Markets for Federal Water: Subsidies, Property Rights, and the Bureau of Reclamation

By Richard W. Wahl | Go to book overview

8
Water Transfer Possibilities Involving the Central Arizona Project

The Central Arizona Project (CAP) was designed to carry water from the Colorado River more than 200 miles to the cities of Phoenix and Tucson, as well as to about seventy other municipalities; twenty irrigation districts; and twelve Indian tribes. The Secretary of the Interior, who has general jurisdiction over water allocation on the Colorado River, was given specific responsibility for determining the allocation of CAP water among these entities. Naturally, their water demands are likely to change over time; however, the CAP contracts with the Bureau of Reclamation are poorly suited to transferring allocated water among contractors. This chapter explores the problem and recommends changes in the present contract provisions that would facilitate such water transfers.

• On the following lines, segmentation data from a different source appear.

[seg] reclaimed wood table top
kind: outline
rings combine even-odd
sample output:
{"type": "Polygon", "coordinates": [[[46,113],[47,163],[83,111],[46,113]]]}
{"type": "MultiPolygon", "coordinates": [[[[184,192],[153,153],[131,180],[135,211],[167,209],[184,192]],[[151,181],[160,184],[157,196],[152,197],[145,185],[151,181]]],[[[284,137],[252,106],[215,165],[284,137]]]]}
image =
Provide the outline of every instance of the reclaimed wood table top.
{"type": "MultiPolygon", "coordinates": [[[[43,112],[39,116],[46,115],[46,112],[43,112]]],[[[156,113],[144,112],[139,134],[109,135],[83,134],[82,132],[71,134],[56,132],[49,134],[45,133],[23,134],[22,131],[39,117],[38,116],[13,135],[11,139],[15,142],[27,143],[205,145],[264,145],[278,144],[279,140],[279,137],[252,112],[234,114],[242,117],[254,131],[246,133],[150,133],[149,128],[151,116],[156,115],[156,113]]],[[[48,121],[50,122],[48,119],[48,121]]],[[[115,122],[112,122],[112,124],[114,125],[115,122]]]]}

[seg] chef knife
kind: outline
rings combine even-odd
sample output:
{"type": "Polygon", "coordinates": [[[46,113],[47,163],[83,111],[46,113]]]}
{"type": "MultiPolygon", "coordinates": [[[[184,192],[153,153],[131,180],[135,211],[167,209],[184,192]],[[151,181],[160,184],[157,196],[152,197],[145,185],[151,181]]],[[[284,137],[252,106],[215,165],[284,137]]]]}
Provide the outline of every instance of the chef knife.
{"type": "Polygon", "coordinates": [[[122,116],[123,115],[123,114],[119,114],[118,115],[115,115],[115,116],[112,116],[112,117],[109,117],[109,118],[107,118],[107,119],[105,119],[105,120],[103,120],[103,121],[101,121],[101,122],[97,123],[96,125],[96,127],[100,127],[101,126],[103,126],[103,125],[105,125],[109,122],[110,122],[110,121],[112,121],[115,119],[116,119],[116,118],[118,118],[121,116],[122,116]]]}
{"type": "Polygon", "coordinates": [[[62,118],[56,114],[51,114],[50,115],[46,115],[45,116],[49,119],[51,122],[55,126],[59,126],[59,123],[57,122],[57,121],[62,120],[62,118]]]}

History of the Central Arizona Project

Of the 7.5 million acre-feet of Colorado River water allocated to the Lower Basin by the Colorado River Compact, the Boulder Canyon Act of 1928 allocated 2.8 million acre-feet to Arizona, 4.4 million acre-feet to California, and 0.3 million acre-feet to Nevada. However, Arizona had no practical means to divert much of its share except for some diversions to low-lying lands along the Colorado River in the Yuma

____________________
This chapter is based on a discussion paper entitled "The Possibility of Voluntary Market Transfer of Central Arizona Project Water," prepared by Robert W. Johnson of the Bureau of Reclamation for the Office of Policy Analysis, U.S. Department of the Interior ( August 1986).